なごり雪
キャサリンを抱く腕が焼けて焦げそうだ。それなのに彼女はとても冷たくて、この熱に溶かされていくみたいにどんどん小さくなっていく。もしかしたら、逆にこの腕は、彼女の冷たさに火傷しているからこんなにもじんじん、熱く感じているのかもしれない。
ギルには何が起こったのか分からなかった。
獣の声、落ちてくる石壁の欠片。キャサリンを庇ったつもりだった。だが、突き飛ばした筈の彼女は石の欠片を背で受け止めていた。その彼女をなぜ自分が下から仰ぎ見ていたのか。彼女を助けようとしたのだろうか、彼女に助けられようとしていたのだろうか。どちらにしろよく分からない。ただ、キャサリンはいつものように笑って、そしてそれきりになった。石の下から連れ出すことができた彼女は、ほんとうに、この腕に抱えきれるほどだけだった。

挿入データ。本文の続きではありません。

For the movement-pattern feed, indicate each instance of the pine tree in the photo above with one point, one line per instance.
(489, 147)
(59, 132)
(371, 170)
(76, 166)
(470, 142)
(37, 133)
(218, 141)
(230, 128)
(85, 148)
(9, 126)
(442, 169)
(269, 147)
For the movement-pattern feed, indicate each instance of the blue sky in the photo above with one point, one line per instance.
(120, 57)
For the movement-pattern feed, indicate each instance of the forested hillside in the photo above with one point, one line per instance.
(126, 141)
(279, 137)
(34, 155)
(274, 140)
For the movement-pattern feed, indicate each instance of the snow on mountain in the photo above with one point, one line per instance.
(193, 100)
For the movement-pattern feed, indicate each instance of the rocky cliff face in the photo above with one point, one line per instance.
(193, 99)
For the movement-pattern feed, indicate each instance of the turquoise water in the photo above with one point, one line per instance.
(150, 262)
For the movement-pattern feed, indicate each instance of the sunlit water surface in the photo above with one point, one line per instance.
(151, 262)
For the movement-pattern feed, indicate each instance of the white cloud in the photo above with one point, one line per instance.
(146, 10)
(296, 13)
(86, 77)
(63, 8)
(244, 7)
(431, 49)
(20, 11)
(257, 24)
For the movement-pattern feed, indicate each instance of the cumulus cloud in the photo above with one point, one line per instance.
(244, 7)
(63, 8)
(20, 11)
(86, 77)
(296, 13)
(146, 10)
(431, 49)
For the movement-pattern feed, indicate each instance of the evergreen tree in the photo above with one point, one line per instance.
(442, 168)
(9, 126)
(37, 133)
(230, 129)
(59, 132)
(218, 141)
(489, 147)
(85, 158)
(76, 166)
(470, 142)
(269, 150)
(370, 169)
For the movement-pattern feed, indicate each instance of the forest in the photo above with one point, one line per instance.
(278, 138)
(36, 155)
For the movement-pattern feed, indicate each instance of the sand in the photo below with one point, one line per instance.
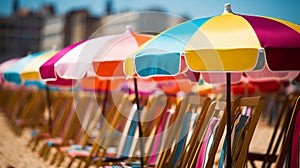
(15, 153)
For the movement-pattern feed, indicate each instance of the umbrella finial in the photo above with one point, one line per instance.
(129, 29)
(227, 8)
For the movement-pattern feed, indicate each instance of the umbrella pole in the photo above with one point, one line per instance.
(49, 109)
(228, 112)
(139, 122)
(105, 96)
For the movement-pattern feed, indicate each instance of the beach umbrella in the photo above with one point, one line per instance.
(228, 42)
(104, 55)
(5, 66)
(25, 71)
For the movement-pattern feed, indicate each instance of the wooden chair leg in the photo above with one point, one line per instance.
(60, 159)
(42, 151)
(71, 162)
(56, 155)
(47, 153)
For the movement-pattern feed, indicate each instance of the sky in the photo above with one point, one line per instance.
(282, 9)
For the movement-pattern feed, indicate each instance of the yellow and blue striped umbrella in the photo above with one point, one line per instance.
(229, 42)
(225, 43)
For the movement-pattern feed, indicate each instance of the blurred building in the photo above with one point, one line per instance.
(26, 31)
(79, 25)
(151, 22)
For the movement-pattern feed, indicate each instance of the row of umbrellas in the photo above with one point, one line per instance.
(230, 43)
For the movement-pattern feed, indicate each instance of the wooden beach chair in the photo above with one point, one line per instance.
(282, 135)
(192, 104)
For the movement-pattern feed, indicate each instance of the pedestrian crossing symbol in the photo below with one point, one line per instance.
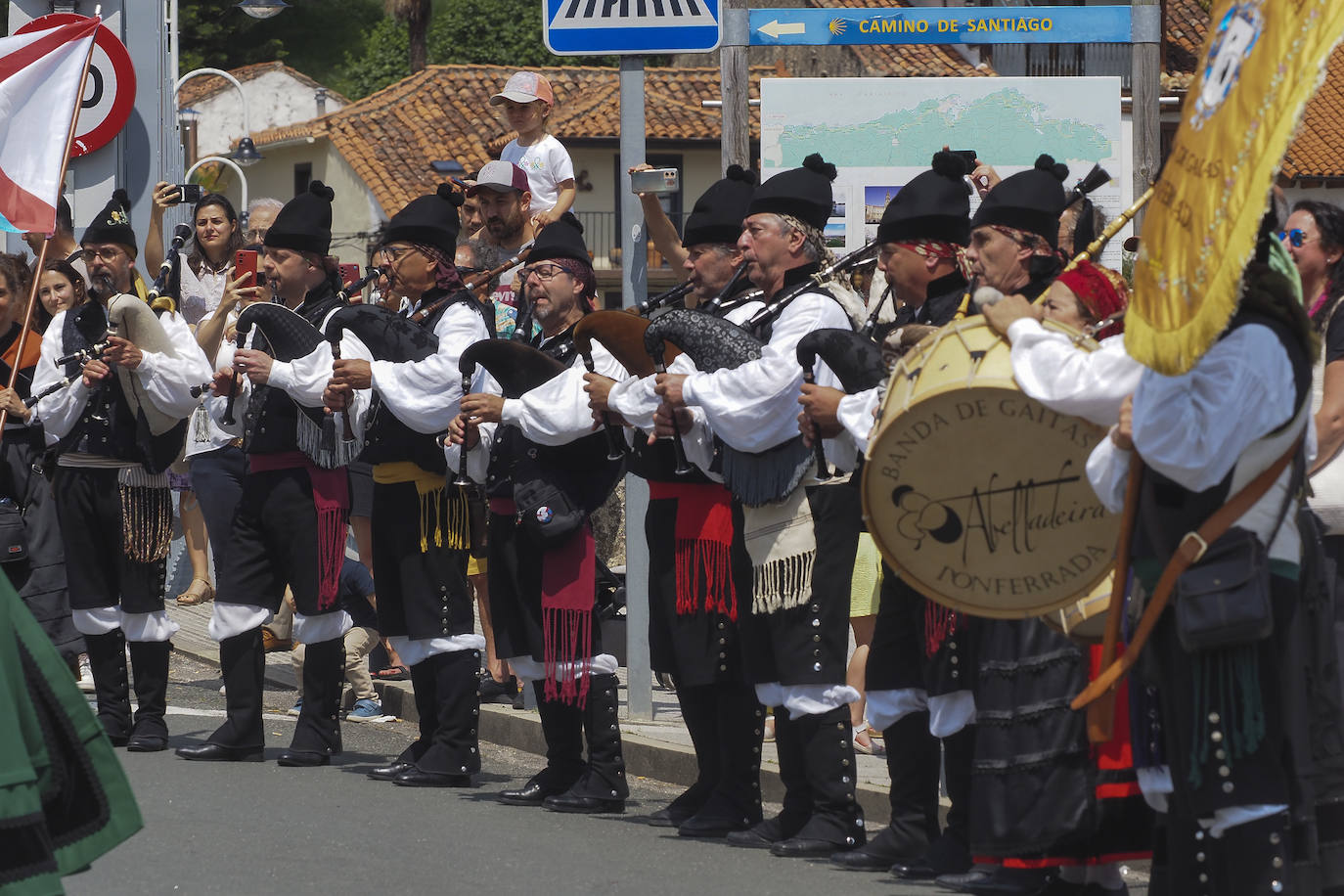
(603, 27)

獣の声が響いている。砂と埃の煙は薄まって、その粒を陽光に輝かせながら光を通し始める。紅い上着が立っている。ディアネイラ。
ディアネイラはただ立っていた。筒を持っていたらしい手をそのままに、足下には割れた筒の残骸が散らばっていた。
「星が流れる理由は? なぜ星は死んでしまうと分かっていて、命を賭してまでしてなぜ流れるの?」
ディアネイラは平坦に、徐々にまくし立てた。その眼にギルは映っていないと見えて、べちゃり、燃え上がった熱にキャサリンがまた溶けていく。腕だけが、彼女の左腕だけが、この腕の中に残っている。真っ赤な雪みたいになってしまってなお、彼女は渡したばかりの指輪を離さない。
「キャサリンがこんな目に合う理由は? なぜ彼女は、どうしてこんなふうにならなきゃならない?」
ギルの問いに、ディアネイラは答えない。答えなどない。ただ、星もキャサリンも燃え尽きてしまった。腕の中に唯一残ったキャサリンのなごりが、溶けていって、腕を手を指をすり抜けていってしまう。
160124
第80回フリーワンライに参加したもの。